Any advice is greatly appreciated. 



Sent from my iPad using Tractor Forum


----------



## HarveyW (Sep 15, 2014)

I'll give you a layman's explanation..... Your exhaust system has a carbon buildup that is very hot (maybe glowing) from exhaust heat. When you turn the key off, the engine continues to rotate for a few cycles as it coasts to a stop. During this process, unburned gas/air mix is pumped into the exhaust system. For some reason, it takes a second or two to ignite. I have a Honda engine on a pressure washer that does the same thing.


----------



## BigT (Sep 15, 2014)

Found the following statement on the internet: "Allowing the engine to idle from 30-60 seconds before turning the key to the OFF position will generally prevent this after fire condition."

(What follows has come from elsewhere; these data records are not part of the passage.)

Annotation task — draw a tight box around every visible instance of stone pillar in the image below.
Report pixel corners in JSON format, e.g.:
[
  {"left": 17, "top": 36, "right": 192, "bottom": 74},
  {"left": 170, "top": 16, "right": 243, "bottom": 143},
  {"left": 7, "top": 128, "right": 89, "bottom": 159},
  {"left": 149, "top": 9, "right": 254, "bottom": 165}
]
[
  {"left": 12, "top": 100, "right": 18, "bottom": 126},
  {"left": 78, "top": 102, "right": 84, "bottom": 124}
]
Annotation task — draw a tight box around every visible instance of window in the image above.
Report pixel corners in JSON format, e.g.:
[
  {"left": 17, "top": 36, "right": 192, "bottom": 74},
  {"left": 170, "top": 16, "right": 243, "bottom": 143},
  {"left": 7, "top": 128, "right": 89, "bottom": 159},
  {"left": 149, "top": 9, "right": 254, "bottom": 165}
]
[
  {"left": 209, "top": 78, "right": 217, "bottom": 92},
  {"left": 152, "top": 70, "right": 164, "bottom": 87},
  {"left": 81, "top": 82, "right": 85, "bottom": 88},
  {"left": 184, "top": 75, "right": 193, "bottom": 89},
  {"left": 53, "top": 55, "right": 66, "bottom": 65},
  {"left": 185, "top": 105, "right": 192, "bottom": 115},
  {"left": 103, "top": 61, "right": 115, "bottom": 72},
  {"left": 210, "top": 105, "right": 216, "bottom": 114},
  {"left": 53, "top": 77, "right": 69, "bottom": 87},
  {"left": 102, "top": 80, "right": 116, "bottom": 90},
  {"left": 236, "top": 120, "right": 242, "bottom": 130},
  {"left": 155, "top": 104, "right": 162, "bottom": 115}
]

Also, alcohol (ethanol) ignites at a lesser temperature than gasoline. If you can get gas without ethanol, it might help this after-fire condition.


----------



## John Liebermann (Sep 17, 2018)

BigT said:


> Found the following statement on the internet: "Allowing the engine to idle from 30-60 seconds before turning the key to the OFF position will generally prevent this after fire condition."
> 
> Also, alcohol (ethanol) ignites at a lesser temperature than gasoline. If you can get gas without ethanol, it might help this after-fire condition.


This should be a practice on all engine after working them. The cylinders need to cool down.


----------